Originally Posted by
Josh Reyer
I can only speak for the particular koryu that I do, but the above is the exact opposite of what the procedure is. There is no "teaching" per se. The instructor models what is to be done. The student then practices it. Then the student must find how to do it themselves. There are kuden -- the hints and signposts along the way, but they don't actually tell what to do or how to do it. Really all the teacher can do is tell you what you're doing wrong. They generally can't tell you how to do it right, because it's your body, and only you can figure out the alchemy of sensations and visualizations that lead you to doing the technique naturally an easily: a full, personal understanding of what the teacher has modeled, rather than just a mannered copy.
From my own experience, this has been a frustrating experience for many Westerners.
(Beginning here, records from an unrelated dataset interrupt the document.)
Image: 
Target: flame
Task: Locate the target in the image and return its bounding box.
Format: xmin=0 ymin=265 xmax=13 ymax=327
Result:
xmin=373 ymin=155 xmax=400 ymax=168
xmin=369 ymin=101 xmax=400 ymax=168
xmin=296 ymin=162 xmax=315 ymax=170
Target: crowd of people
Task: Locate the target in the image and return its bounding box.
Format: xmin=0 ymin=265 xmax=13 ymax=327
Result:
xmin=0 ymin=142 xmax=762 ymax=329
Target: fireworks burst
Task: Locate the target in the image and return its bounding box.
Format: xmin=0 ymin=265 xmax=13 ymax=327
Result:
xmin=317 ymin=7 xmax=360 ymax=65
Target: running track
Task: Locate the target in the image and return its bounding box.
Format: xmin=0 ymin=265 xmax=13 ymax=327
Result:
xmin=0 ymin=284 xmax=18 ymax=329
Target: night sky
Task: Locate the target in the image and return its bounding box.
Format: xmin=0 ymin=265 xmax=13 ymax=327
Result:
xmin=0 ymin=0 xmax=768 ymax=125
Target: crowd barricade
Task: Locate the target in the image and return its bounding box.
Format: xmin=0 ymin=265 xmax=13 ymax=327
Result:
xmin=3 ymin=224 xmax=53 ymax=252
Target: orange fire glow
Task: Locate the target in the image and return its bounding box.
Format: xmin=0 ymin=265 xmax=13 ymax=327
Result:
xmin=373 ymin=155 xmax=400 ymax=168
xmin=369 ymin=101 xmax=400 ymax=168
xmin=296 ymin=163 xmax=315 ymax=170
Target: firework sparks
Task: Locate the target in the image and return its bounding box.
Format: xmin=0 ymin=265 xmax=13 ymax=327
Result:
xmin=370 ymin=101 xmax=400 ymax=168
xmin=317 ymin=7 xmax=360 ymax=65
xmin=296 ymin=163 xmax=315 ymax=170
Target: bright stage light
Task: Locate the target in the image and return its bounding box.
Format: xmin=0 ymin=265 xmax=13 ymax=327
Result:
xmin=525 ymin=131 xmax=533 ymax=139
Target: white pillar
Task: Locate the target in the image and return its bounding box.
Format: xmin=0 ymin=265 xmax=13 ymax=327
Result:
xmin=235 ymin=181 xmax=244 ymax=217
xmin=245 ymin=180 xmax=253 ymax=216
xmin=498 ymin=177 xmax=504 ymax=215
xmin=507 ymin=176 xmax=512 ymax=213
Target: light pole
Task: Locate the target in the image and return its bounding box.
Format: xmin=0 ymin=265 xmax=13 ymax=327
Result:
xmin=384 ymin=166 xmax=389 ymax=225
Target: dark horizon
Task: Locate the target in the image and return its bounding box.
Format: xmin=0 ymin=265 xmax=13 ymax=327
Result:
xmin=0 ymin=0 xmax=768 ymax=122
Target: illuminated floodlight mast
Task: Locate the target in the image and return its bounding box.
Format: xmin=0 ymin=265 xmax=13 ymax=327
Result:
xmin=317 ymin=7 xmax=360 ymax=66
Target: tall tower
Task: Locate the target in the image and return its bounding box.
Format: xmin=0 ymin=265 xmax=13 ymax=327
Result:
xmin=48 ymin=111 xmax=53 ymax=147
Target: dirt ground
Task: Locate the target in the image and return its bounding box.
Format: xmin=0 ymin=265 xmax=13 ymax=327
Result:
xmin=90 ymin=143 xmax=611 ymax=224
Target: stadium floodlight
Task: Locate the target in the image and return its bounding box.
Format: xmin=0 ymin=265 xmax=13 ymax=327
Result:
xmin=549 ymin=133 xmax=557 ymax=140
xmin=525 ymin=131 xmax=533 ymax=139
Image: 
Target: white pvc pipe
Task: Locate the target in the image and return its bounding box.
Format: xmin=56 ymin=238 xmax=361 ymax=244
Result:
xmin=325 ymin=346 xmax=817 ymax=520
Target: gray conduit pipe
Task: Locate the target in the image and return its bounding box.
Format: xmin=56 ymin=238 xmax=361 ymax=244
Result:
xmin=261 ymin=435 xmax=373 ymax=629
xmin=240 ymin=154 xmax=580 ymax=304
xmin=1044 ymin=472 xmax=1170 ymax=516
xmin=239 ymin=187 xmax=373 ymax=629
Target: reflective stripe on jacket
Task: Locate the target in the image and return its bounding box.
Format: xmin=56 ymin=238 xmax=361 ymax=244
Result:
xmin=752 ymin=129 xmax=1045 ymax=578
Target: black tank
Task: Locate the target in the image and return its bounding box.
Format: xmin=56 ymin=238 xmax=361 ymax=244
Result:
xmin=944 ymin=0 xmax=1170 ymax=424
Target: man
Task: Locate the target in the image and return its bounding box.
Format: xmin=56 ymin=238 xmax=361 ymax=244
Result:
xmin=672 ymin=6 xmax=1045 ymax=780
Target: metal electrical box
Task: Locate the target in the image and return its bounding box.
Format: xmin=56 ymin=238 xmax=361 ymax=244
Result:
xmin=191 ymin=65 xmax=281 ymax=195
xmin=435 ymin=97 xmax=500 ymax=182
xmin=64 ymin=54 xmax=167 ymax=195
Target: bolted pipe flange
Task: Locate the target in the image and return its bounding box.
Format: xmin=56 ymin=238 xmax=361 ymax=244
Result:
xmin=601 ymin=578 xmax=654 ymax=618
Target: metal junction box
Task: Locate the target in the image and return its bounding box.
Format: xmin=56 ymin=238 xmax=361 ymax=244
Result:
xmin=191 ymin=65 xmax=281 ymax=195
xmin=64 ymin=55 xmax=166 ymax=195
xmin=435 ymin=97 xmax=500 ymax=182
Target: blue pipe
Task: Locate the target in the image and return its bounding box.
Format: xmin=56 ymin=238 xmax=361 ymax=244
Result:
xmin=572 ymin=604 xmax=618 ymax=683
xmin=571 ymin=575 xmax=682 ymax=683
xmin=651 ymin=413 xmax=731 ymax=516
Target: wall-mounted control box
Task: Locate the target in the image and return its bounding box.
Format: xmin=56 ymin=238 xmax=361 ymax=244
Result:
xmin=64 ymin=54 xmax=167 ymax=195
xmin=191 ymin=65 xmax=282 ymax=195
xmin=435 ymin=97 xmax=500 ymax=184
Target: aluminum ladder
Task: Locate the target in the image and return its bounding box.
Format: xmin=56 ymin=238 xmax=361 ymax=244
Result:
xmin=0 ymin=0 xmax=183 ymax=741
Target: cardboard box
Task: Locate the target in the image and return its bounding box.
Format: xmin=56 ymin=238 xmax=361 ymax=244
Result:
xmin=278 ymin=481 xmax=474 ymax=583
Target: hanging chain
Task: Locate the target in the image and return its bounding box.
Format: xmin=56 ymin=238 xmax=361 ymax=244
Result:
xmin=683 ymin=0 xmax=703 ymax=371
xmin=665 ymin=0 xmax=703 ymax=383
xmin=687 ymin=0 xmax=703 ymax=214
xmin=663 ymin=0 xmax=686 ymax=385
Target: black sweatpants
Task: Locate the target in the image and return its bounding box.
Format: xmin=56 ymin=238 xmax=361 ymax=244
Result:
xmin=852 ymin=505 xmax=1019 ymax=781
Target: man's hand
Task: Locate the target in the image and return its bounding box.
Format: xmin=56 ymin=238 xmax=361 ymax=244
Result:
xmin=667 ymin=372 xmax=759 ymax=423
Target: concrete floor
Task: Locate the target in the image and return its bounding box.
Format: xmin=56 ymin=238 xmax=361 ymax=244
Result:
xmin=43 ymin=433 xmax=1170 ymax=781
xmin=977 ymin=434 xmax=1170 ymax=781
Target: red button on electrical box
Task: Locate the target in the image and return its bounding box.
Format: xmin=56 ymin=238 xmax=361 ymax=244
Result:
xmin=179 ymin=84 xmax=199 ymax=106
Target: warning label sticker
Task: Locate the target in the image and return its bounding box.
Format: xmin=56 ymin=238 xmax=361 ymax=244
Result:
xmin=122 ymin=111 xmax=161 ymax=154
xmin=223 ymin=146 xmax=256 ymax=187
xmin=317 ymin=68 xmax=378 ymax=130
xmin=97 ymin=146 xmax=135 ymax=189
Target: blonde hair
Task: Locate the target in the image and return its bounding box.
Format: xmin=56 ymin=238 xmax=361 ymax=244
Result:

I suspect it's frustrating for Japanese, as well, but they don't tend to share their frustrations with me. Interpreting for the non-Japanese deshi, though, I've found that all too often they will ask the teacher or one of the old men of the ryu a precise technical question; "Should I move my foot first, and then cut?" or "Please teach me correct tenouchi." And the answer will be "Don't worry about things like that, just move with your whole body." Or, "Tightly with the pinky, not at all with the forefinger and thumb, and in between for the other fingers," basically what they were already told the first day of practice, and not the guide-manual answer they were looking for.
To be sure, some students get frustrated and walk away. But what can you do? Only they can figure out how they can do it. I think this is where the phrase, "Welcome any who come, chase after none who leave" comes from. Any and everything that a teacher can explicitly impart to the student generally is imparted to the student. It's all the other important stuff that the student has to figure out for themselves. To an extent, they have to reinvent the wheel, a wheel just perfect for them.
These days, more than in the past I think, there's a bit more explicit explanation, and yet the constant refrain we hear when we start doing uchidachi is "Don't try to explain. Show, and make them do it."
My job is teaching, but more and more I've found that the style above informs my regular job more than my teaching experience avails me on the dojo floor. And also that many of the newer pedagogies are moving closer to the old ways. Provide objectives, provide a structure for students to experiment, and let them figure it out for themselves. The knowledge is more internalized, and knowledge discovered is twice as sweet as knowledge given.